Figure 10 shows a histogram of the samples standard deviation, including PD–GS–PD tests performed by 6 operators in 239 different testing conditions performed at the at the laboratories of the Corrosion group (CNEA). Since the distribution is highly asymmetric, the median (0.015 V) is more representative than the mean (0.021 V). Figure 11 shows a box and whiskers plot of the standard deviation of the sample discriminating the six operators included in this study. Standard deviation was operator-dependent, but the asymmetric distribution, showing the median is lower than the mean, is observed for all the operators. The medians of the standard deviation of the samples for the six operators were in the range from 0.006 to 0.030 V. Some of the outliers in Figure 11 may be due to testing conditions where crevice corrosion occurred in some tests but was absent in other tests. This is a common observation when tests include highly resistant alloys (such as alloy HYBRID-BC1), low temperatures, low chloride concentrations and/or high inhibitor concentrations. Crossover potentials from tests where crevice corrosion does not occur are not true E_R,CREV and must be discarded. However, there is some uncertainty when the localised attack is shallow and/or corroded spots are scarce. Standard deviation is also a function of the testing conditions, being higher for less severe testing conditions.

Figure 10:

Histogram of the standard deviation of the sample in all the PD–GS–PD tests.

Figure 11:

Box and whiskers plot of the standard deviation of the sample for the six operators included in this study.

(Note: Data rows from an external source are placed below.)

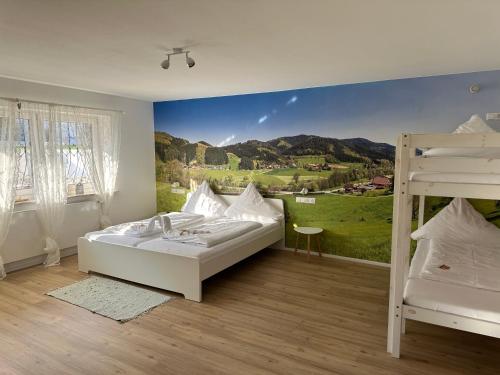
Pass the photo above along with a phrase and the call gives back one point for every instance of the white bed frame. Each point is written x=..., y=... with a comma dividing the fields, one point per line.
x=407, y=162
x=175, y=273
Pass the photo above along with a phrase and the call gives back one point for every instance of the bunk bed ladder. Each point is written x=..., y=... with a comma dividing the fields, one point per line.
x=402, y=213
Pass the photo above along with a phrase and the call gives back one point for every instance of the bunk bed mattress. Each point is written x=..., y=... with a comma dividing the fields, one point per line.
x=456, y=178
x=448, y=298
x=271, y=230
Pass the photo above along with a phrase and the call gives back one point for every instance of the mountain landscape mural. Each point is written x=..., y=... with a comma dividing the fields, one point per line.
x=332, y=145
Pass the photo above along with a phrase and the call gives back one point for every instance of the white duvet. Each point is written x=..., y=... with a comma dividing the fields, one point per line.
x=463, y=263
x=212, y=232
x=177, y=220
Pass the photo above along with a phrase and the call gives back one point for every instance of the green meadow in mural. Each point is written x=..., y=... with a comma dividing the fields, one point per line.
x=332, y=144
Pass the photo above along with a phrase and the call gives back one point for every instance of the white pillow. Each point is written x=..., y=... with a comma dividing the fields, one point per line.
x=459, y=221
x=251, y=206
x=474, y=125
x=204, y=202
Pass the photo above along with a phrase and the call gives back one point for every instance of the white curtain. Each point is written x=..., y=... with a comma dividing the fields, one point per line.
x=8, y=170
x=49, y=177
x=99, y=134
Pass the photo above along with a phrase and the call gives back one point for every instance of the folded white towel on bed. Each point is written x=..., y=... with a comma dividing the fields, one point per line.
x=211, y=233
x=469, y=264
x=156, y=224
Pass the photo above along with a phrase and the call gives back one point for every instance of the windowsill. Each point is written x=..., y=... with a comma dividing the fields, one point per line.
x=31, y=205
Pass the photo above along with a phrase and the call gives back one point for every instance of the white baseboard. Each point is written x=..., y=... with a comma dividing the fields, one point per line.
x=347, y=259
x=36, y=260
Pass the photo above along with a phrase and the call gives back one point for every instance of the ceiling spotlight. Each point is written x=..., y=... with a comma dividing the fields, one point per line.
x=189, y=61
x=177, y=51
x=166, y=63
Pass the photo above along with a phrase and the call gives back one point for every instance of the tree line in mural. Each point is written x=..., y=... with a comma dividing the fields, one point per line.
x=286, y=164
x=350, y=179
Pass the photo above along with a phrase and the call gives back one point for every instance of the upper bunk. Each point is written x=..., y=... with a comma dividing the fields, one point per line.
x=450, y=165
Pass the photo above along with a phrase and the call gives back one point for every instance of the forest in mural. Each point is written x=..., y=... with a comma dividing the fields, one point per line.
x=333, y=144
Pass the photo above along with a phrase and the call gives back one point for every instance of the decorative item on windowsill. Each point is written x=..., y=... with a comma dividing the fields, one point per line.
x=79, y=189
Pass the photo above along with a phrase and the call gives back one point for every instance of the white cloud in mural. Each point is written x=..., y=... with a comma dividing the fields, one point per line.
x=263, y=119
x=226, y=141
x=292, y=100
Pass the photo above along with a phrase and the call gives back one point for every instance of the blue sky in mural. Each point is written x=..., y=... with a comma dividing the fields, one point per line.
x=378, y=111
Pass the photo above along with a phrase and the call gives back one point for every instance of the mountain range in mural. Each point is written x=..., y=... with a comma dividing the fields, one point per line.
x=281, y=152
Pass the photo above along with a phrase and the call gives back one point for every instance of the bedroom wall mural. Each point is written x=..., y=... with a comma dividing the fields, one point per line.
x=333, y=144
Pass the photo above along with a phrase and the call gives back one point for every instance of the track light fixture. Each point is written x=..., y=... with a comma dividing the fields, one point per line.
x=177, y=51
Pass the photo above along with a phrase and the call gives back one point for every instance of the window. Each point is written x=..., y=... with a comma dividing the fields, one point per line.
x=77, y=176
x=24, y=184
x=78, y=180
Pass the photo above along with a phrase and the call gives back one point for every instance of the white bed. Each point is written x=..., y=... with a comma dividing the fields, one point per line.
x=446, y=297
x=174, y=266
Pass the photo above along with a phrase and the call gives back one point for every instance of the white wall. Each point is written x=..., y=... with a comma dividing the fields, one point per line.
x=136, y=196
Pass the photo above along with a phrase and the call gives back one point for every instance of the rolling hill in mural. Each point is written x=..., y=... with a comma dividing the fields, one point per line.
x=350, y=180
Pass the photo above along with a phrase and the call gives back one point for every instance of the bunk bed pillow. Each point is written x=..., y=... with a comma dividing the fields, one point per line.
x=474, y=125
x=251, y=206
x=459, y=221
x=204, y=202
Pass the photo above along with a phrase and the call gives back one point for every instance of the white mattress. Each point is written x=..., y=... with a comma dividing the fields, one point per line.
x=117, y=239
x=457, y=178
x=449, y=298
x=158, y=244
x=206, y=253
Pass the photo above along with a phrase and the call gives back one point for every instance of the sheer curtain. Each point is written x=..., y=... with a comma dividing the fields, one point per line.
x=48, y=169
x=8, y=170
x=99, y=134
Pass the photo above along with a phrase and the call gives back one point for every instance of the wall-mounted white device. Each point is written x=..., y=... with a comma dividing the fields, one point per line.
x=493, y=116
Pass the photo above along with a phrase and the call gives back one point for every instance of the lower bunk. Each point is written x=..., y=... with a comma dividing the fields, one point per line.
x=451, y=304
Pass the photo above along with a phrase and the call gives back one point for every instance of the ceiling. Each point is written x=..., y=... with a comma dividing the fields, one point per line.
x=242, y=46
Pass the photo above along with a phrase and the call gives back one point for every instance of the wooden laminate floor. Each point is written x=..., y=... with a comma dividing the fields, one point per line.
x=271, y=314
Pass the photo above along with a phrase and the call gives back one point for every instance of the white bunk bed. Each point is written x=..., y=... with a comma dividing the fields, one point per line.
x=416, y=175
x=174, y=266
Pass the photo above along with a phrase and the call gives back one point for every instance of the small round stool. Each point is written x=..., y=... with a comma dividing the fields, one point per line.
x=308, y=231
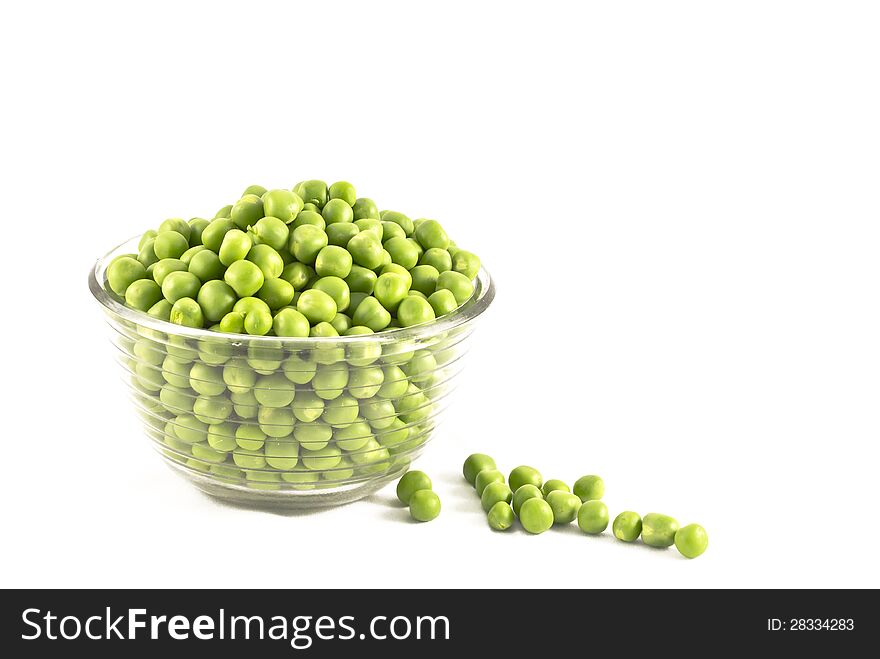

For the purpose of estimating the size effect, μ₁ − μ₂ = 0.030 V and σ = 0.015 V are considered (Equation (4)). This results in θ = 2, which is a huge effect size based on d, but a small effect size from the point of view of corrosion (Table 3). The next step in the flowchart (Figure 9) is estimating the sample size for a size effect of d = 2, a confidence level of 95% and a statistical power of 80%. Estimation results in a sample size of 5. The next step is performing the PD–GS–PD tests five times and obtaining E_R,CREV for the two testing conditions to be compared. Then CIs are obtained. If they do not overlap, there are significant differences among samples. Otherwise, a hypothesis test has to be applied. Student’s-t test is appropriate since equal variances were considered in the development of this procedure. Rejection of H₀ will indicate that samples are different. Otherwise, no significant differences are obtained. The flowchart in Figure 9 helps to solve the issue of statistical significance. However, whenever statistical differences are found among samples, the criteria established in Table 3 will help to estimate the size effect from the point of view of corrosion resistance.

According to the analysis above, a sample size of 5 will allow a comparison of E_R,CREV between two samples ensuring type I error (rejecting H₀ when it is true) is bound to 5%, and Type II error (failing to reject H₀ when it is not true) is bound to 20%. For sample sizes of 4, 3 and 2 the statistical power diminishes to 65.7%, 43.6% and 21.8%, respectively. If we consider a non-skilful operator or a mildly corrosive testing condition, then σ = 0.030 V applies. In such conditions, a size effect θ = 2 is obtained for μ₁ − μ₂ = 0.060 V. This implies that a sample size of 5 would only allow distinguishing differences of 60 mV or higher between E_R,CREV means with a confidence level of 95% and a statistical power of 80%.